Napoli midfielder Kevin De Bruyne has publicly declared he was glad Antonio Conte left the club, questioned whether his own future in Naples is secure, and drawn a sharp response from Conte's former assistant — all within the space of forty-eight hours that have reshaped the conversation around the Azzurri's summer.

The timing matters. Napoli finished the Serie A season second in the table on 73 points, a campaign that delivered solidity without spectacle. De Bruyne, 34, appeared in 17 league matches, contributing five goals and one assist at an average rating of 7.00 — numbers that suggest a player still capable of decisive contributions when fit and trusted, but not one who dominated a season. His frustration with Conte's defensive orientation was evidently accumulating throughout that run.

De Bruyne stated that he and Conte held different visions of football, and that he needed a conversation with the club before his future could be settled. The remarks were pointed. Conte's Napoli conceded only 36 goals across 37 league matches — a figure that reflects the structural discipline the coach demanded — but De Bruyne's profile is that of a player who needs space, tempo, and attacking licence to function at his best. The tension between his instincts and Conte's framework was not a secret; it is now a public record.

The response from Cristian Stellini, Conte's former assistant, was direct: De Bruyne showed neither joy nor enthusiasm at Napoli, and Stellini argued that experienced players arriving at a club should set an example rather than air grievances. It is a pointed rebuttal, and it reframes the narrative — not as a coach failing a player, but as a player failing to commit to a collective project.

Into this atmosphere steps Massimiliano Allegri, who is understood to be moving toward the Napoli head coach role. Reports indicate Allegri would shift to a 4-3-3 system, a structure that could theoretically offer De Bruyne more freedom in the final third than Conte's setup allowed. Whether that tactical shift is enough to persuade the Belgian to stay is the question Napoli president Aurelio De Laurentiis now faces.
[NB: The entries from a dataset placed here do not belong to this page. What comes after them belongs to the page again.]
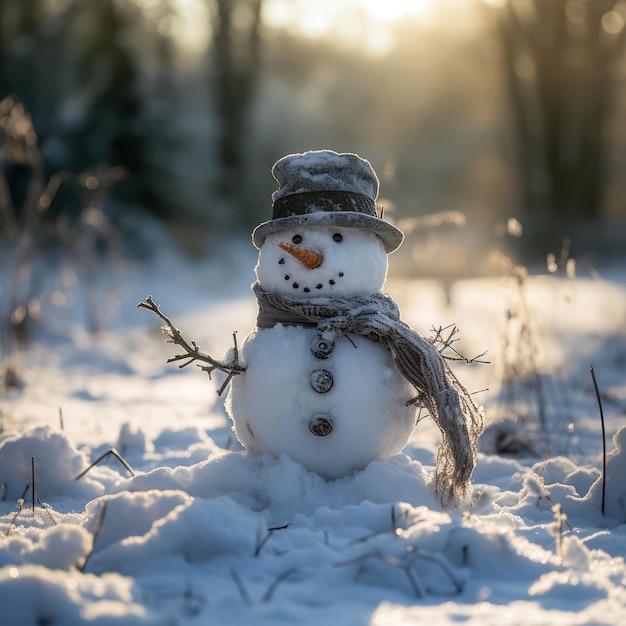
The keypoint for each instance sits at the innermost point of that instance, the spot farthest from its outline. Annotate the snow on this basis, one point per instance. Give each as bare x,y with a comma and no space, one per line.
203,533
324,170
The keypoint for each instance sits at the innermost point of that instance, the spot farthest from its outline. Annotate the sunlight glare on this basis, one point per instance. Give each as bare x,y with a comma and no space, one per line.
365,24
394,10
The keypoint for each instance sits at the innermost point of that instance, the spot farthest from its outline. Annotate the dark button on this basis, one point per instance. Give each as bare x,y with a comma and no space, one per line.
322,348
321,381
321,425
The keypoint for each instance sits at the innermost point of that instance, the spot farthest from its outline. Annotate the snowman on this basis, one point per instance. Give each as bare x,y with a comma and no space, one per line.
330,375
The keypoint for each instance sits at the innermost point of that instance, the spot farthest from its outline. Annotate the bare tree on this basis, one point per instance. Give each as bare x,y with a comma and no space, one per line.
236,55
559,58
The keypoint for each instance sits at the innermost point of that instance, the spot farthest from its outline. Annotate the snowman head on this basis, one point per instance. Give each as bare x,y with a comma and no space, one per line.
324,260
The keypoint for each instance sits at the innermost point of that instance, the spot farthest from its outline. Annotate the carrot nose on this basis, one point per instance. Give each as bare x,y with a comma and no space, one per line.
309,258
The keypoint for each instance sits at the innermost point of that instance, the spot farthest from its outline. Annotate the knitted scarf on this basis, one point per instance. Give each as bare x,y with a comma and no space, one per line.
377,318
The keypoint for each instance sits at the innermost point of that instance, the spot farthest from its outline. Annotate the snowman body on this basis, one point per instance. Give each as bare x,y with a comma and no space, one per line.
334,403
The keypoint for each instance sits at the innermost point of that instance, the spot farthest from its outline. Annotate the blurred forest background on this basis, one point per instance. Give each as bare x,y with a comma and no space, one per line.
494,125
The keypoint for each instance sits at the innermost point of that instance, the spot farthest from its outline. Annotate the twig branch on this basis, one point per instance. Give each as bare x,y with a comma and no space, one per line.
192,352
445,343
112,452
240,587
595,385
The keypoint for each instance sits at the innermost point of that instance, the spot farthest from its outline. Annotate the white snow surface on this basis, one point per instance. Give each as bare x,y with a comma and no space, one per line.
205,534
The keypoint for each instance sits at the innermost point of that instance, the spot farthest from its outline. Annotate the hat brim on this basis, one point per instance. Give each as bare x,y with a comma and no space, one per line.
390,235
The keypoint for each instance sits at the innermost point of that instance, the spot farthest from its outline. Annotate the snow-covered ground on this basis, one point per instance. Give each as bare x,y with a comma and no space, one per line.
203,534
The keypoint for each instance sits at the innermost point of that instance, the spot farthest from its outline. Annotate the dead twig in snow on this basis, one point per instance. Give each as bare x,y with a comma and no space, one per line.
595,385
240,587
192,352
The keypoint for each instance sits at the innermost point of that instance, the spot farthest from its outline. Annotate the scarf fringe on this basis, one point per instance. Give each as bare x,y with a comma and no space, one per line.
448,402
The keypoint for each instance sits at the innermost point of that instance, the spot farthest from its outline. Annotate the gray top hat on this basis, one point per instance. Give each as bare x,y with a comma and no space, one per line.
326,187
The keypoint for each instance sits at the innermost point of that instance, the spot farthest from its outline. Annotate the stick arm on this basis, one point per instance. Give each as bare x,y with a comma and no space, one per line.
192,353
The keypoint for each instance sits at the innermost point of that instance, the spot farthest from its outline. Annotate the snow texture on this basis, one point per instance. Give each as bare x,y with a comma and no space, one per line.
205,534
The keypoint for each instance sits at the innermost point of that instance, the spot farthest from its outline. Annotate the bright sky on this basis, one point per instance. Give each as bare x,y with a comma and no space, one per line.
356,23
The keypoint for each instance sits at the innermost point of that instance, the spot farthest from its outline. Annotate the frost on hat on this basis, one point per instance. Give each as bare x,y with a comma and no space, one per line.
326,187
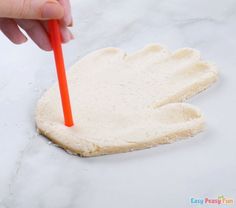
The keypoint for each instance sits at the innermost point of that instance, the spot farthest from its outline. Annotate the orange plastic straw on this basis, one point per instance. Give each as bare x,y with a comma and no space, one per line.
55,35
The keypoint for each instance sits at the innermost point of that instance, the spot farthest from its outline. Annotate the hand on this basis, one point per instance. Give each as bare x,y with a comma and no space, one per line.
31,16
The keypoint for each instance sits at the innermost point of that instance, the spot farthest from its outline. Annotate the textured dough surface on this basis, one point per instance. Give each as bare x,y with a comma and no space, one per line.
123,102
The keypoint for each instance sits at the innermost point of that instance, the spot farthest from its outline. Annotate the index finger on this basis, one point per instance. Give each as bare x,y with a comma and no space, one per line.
67,19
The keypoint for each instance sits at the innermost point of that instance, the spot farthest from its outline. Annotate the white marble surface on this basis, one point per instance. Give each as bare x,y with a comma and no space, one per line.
34,173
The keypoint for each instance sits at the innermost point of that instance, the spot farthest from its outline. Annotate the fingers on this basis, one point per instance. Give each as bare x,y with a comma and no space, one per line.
37,33
28,9
12,31
66,35
67,19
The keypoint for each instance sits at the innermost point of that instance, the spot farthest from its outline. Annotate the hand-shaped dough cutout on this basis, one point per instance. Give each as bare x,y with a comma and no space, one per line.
125,102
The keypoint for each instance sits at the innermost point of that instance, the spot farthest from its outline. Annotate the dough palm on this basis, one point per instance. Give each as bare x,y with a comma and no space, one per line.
123,102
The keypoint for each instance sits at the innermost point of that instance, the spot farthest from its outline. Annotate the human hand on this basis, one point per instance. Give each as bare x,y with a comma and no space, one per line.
31,16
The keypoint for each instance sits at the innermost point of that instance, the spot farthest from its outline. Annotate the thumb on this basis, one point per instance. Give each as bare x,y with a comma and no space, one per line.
31,9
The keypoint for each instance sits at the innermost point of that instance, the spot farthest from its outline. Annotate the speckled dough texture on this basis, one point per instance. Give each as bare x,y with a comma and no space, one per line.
123,102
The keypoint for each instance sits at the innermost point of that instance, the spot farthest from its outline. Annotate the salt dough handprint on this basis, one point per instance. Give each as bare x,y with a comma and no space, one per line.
123,102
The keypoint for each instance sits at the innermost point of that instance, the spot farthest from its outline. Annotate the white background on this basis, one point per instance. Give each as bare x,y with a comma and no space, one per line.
34,173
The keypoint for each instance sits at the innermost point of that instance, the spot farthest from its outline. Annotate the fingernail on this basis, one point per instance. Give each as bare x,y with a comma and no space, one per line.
72,37
22,40
52,10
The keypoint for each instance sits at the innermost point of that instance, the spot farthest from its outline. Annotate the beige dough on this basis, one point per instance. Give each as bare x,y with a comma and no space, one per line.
126,102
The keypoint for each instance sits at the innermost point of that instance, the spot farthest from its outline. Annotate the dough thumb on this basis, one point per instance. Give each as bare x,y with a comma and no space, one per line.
31,9
180,119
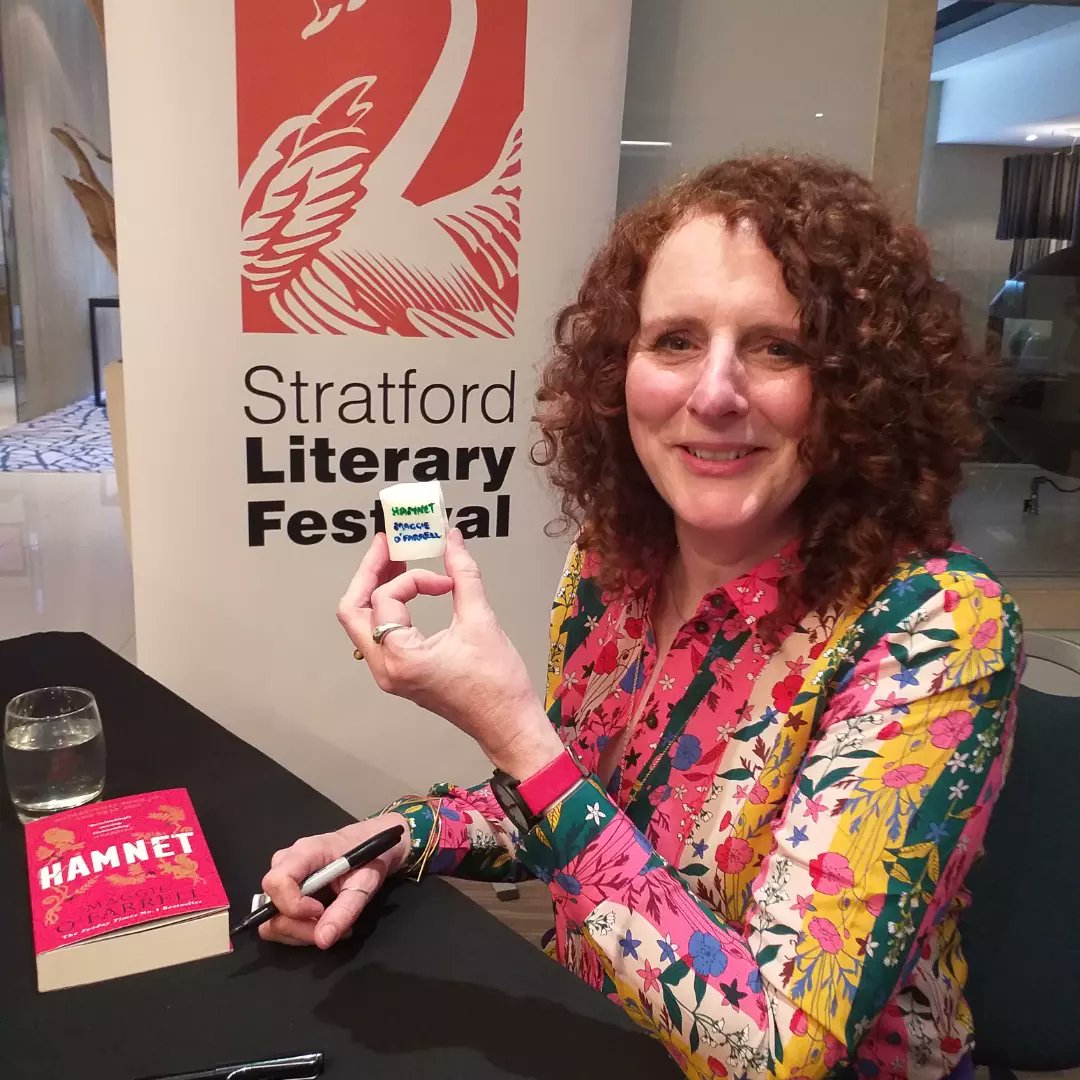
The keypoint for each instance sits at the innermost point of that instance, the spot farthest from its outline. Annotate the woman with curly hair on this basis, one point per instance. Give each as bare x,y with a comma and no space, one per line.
780,700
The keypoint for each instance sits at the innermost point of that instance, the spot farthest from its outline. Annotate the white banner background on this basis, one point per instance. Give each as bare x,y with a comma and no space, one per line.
248,633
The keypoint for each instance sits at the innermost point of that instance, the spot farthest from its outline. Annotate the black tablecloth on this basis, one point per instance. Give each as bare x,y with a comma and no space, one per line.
431,985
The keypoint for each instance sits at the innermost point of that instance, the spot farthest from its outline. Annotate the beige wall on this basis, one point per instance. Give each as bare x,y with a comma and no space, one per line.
718,79
54,73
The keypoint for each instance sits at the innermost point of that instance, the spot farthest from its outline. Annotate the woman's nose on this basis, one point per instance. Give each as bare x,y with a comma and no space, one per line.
720,387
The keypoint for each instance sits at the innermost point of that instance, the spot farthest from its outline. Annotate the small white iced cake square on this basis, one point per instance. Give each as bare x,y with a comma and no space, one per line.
415,516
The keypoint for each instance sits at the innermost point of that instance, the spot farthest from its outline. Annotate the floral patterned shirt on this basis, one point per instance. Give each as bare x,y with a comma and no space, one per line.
771,881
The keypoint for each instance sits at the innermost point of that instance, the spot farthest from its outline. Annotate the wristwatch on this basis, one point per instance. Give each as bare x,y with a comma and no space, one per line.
524,801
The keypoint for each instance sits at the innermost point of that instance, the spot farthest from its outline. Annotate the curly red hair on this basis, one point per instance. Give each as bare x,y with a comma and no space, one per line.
894,379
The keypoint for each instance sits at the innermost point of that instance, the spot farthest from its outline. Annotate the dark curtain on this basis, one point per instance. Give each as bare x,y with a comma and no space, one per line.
1040,200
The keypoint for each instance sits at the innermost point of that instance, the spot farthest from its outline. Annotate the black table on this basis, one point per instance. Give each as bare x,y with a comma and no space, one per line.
430,985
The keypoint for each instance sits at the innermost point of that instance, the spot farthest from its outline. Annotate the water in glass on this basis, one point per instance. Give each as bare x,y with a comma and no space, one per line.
54,751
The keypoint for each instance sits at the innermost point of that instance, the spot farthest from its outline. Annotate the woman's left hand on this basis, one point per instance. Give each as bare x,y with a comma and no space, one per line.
469,673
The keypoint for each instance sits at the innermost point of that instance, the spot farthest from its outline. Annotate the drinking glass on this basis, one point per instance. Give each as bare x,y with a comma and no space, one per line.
53,751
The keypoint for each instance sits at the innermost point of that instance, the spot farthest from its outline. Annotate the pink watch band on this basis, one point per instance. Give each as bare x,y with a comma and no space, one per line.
551,783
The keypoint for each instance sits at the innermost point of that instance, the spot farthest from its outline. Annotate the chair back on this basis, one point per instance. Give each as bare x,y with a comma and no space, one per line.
1022,933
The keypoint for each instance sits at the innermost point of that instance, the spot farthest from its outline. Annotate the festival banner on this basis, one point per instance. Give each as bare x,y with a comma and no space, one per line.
345,227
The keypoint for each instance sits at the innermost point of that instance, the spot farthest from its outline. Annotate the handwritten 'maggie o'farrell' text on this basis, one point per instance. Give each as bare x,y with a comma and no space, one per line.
160,847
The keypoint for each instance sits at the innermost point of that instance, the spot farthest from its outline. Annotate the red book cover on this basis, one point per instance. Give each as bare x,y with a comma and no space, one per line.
116,865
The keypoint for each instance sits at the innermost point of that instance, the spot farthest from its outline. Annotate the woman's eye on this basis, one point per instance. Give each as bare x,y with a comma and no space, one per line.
673,342
781,350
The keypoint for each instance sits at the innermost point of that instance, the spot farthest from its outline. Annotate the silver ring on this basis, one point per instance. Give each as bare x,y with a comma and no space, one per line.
383,629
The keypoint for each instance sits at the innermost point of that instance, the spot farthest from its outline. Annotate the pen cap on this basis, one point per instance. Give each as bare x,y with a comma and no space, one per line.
294,1067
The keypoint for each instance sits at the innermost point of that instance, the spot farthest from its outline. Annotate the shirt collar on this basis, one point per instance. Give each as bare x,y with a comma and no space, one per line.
754,594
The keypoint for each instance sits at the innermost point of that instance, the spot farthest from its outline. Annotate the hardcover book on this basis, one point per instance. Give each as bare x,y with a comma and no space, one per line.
122,887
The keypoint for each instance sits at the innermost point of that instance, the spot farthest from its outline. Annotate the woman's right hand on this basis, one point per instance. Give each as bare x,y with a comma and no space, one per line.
302,919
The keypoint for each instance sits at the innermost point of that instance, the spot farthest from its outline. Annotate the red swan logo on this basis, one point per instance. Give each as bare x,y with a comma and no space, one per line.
380,165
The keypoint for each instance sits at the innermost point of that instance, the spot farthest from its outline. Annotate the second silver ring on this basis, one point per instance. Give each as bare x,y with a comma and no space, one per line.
383,629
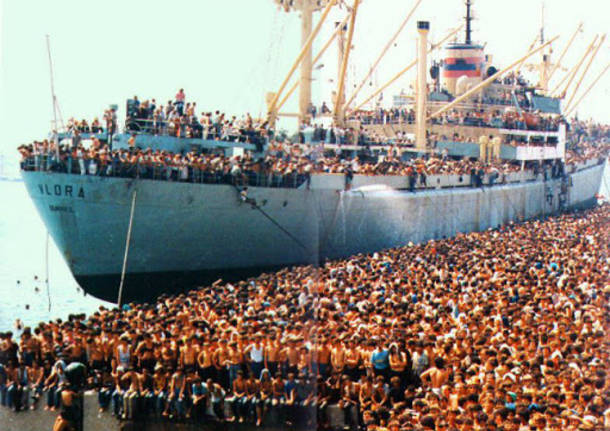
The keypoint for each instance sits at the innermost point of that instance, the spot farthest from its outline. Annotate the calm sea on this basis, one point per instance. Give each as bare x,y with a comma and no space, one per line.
22,258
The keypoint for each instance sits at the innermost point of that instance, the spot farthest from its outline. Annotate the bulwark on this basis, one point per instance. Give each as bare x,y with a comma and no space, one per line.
59,190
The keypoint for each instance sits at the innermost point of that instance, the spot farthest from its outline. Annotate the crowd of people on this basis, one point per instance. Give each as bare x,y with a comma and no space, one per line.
499,330
481,118
284,165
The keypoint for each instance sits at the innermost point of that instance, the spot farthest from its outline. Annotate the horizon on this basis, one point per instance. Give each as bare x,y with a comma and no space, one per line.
97,64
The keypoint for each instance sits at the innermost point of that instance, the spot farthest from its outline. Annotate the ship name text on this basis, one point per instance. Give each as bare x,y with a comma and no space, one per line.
59,190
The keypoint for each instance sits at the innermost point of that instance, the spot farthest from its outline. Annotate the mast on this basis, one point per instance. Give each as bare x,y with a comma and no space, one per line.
469,19
545,64
54,100
306,9
423,27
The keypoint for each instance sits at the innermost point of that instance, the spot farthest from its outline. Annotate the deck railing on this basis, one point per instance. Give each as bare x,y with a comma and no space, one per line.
162,172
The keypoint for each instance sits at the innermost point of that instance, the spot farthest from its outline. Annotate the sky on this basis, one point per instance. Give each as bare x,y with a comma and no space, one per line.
227,54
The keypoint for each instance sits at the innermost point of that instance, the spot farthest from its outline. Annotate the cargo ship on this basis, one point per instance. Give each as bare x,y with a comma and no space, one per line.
142,232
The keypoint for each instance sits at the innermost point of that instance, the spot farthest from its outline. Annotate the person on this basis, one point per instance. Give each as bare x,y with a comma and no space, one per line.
179,102
199,399
380,360
71,411
265,396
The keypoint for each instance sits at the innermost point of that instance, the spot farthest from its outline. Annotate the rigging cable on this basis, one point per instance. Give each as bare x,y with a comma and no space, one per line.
46,258
127,241
271,219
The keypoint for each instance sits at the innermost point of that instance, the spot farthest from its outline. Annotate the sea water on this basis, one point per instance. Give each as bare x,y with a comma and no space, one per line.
23,257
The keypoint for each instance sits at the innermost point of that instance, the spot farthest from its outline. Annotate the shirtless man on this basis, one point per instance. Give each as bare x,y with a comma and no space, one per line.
352,360
204,361
188,355
337,357
220,359
292,357
272,353
234,361
437,375
323,354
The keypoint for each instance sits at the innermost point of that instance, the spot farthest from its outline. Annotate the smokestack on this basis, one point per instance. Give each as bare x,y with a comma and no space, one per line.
423,27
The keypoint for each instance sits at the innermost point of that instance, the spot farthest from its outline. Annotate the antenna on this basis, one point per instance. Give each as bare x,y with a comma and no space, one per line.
54,99
469,19
542,24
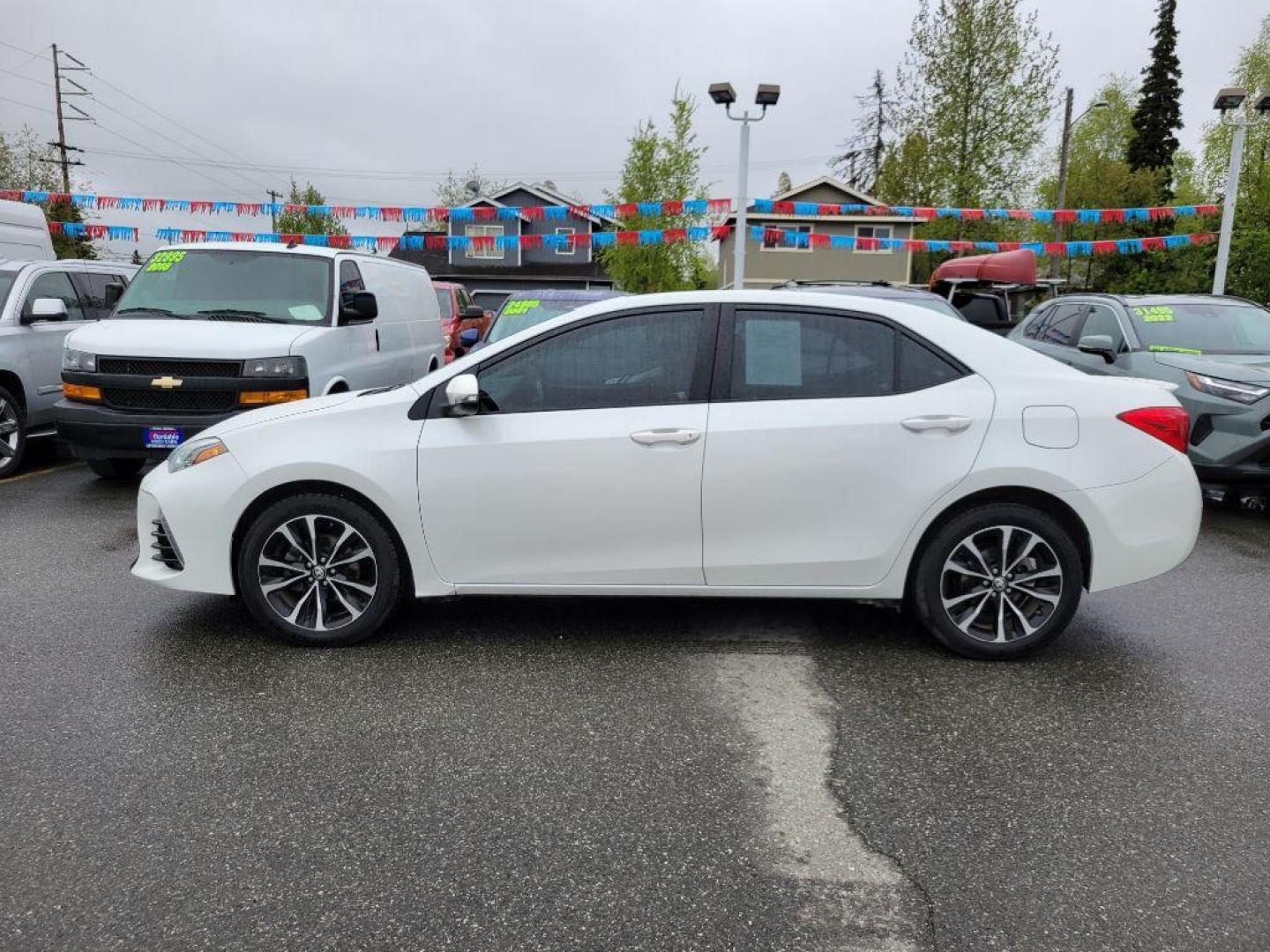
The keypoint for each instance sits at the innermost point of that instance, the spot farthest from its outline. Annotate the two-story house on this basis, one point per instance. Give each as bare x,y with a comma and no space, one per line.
771,262
490,271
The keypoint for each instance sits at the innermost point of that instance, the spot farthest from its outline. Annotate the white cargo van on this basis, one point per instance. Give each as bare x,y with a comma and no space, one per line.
207,331
25,233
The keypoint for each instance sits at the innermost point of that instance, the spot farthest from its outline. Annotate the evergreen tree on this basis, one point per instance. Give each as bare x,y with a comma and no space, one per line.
305,222
1159,115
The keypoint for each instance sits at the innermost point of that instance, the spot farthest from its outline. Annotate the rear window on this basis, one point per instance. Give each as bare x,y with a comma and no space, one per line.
1203,328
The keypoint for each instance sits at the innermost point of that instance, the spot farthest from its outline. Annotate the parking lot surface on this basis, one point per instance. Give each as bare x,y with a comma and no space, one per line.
661,775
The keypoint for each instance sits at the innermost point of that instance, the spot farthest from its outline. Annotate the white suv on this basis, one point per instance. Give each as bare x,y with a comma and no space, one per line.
208,331
41,302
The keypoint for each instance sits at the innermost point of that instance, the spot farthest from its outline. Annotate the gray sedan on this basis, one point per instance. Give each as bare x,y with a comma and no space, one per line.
1215,349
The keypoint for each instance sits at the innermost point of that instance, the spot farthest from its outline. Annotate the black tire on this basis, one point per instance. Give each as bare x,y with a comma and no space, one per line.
13,435
338,593
1029,606
116,467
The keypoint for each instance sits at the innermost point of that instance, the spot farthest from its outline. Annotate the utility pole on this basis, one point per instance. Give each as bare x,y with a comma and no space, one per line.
273,199
61,94
1064,153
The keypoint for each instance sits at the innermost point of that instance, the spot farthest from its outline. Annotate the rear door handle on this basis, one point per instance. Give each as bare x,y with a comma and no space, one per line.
678,437
920,424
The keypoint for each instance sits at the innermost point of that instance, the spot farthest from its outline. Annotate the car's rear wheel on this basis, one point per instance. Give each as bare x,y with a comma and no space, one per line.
13,435
116,467
320,570
998,582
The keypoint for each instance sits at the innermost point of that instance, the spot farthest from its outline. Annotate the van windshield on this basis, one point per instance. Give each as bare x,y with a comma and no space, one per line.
215,285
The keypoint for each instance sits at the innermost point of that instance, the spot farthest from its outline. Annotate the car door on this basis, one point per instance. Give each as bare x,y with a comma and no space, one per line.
1100,319
43,339
583,466
831,433
1058,337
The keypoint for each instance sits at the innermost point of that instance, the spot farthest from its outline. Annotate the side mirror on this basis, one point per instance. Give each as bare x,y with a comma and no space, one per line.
1097,344
358,308
462,394
48,309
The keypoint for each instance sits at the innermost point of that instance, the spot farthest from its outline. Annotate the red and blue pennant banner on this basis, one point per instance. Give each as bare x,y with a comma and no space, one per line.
1047,216
74,228
418,215
442,242
850,242
415,215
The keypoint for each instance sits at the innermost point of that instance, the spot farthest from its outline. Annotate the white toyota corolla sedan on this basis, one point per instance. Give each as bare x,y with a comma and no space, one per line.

De Bruyne's AI overall score of 84 out of 100 reflects a player whose quality remains evident; a potential score of 45 reflects the reality of a 34-year-old whose best years are behind him. The club's calculation is whether his ceiling in the right system still justifies the investment — and whether a player who has publicly welcomed his coach's departure can be reintegrated without residual friction.

The conversation De Bruyne says he needs will define whether he is part of Napoli's next chapter or a footnote in a transitional summer.